28.  Don’t repeat colonoscopy for 5 years in patients with 1 or 2 small (less than 2 cm) adenomatous polyps, without high grade dysplasia, completely removed via a high-quality colonoscopy.

29.  For a patient with Barrett’s esophagus, who has undergone a 2nd endoscopy a follow-up surveillance exam should not be performed in  less than 3 years.

30.  For a patient with functional abdominal pain syndrome, CT scans should not be repeated unless there is a marked change in clinical findings or Sx.

American College of Clinical Oncology

31.  Don’t use cancer-directed Rx for solid tumor patients with these follow-up characteristics: low performance status (3 or 4);  no benefit from prior-evidence-based interventions, not eligible for clinical trials, and no strong evidence of further clinical value.

32.   Don’t perform PET, CT, or radionuclide bone scans in stages of early prostate cancer at low risk for metastases.

33.  Don’t perform PET, CT, or radionuclide bone scans in early breast cancer at low risk for metastases.

34.  Don’t perform surveillance testing (biomarkers) or imaging (PET, CT, or radionuclide scans) for aSX individuals who have been Rxed for breast cancer with curative intent.

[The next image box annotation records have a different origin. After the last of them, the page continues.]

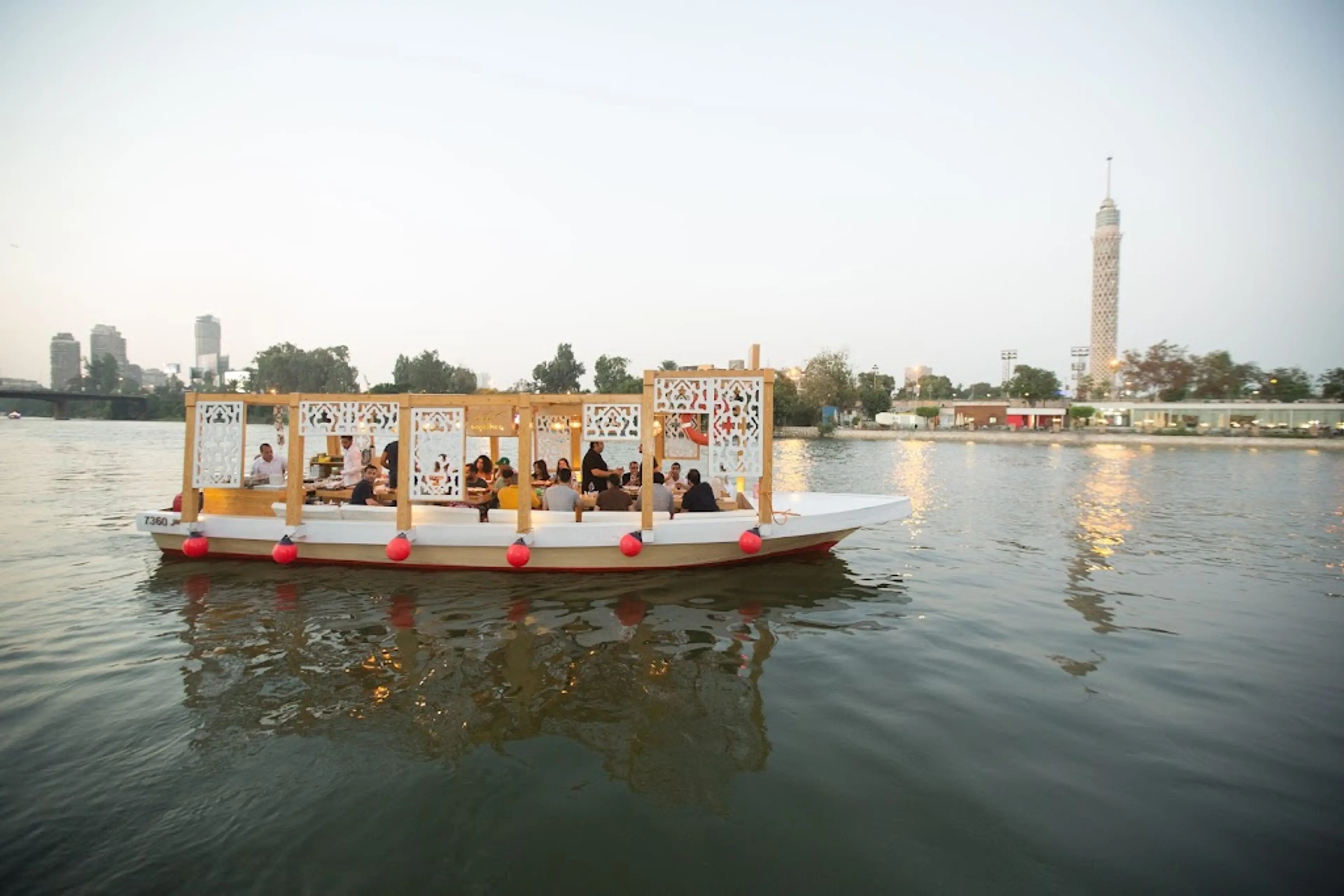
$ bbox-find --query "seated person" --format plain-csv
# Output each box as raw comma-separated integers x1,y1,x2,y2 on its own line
542,466,579,512
495,466,542,510
634,470,676,517
340,435,364,489
465,454,495,489
491,457,513,494
253,442,289,482
667,461,690,492
532,461,551,489
681,469,719,513
597,475,633,510
349,464,382,507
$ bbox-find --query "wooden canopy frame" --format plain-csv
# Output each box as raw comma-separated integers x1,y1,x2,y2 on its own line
181,354,774,543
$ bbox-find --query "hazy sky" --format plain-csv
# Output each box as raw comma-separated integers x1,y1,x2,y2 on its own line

35.  Don’t use WBC stimulation factor for primary prevention and febrile neutropenia for patients with less than 20%risk for this complaint.

American College of Nephology

36.  Don’t perform routine cancer screening for dialysis patients with limited life expectancy  and without signs or Sx.

37.  Don’t administer erythropoiesis stimulating agents (ESAs) to chronic disease patients  with hemoglobin levels of 10 g/dl without signs or Sx.

38.  Avoid nonsteroidal anti-inflammatory drugs (NSAIDS) in individuals with hypertension, heart failure. CKD of all causes, including diabetes.

39.  Don’t place peripherally inserted central catheters (PICC) in stage III-IV CKD patients without consulting nephrology.

40.  Don’t initiate chronic dialysis without ensuring a shared decision-making process between patients, their families, and their physicians.

American Society of Nuclear Cardiology

41.    Don’t perform cardiac stress imaging or coronary angiography in patients without cardiac Sx unless high risk markers are present.

42.  Don’t perform cardiac imaging for patients at low risk.

43.  Don’t perform radionuclide  imaging as part of routine follow-up in aSX patients.

44.  Don’t perform cardiac imaging as a preoperative assessment in patients scheduled to undergo low or intermediate risk -surgery.

45.  Use methods to reduce radiation exposure in cardiac imaging, including not performing such tests when limited benefits are likely.

Conclusion

As a general proposition, doctor don't do lists are a good idea.  They may cut costs and end most unnecessary tests.   But in medicine there are no absolutes.   On occasion,  one will do and must do what one said one should ideally never do.   Even Supreme Court Justices know this.  As Supreme Court Justice Oliver Wendell Holmes, Jr., said in a letter to his friend Pollock in 1920, "I dare say that I have worked off my fundamental formula on you that the chief end of man is to frame general propositions and that no general proposition is worth a damn."

Tweet:  Nine medical societies have issued a list of 45 things not to do when evaluating or treating patients.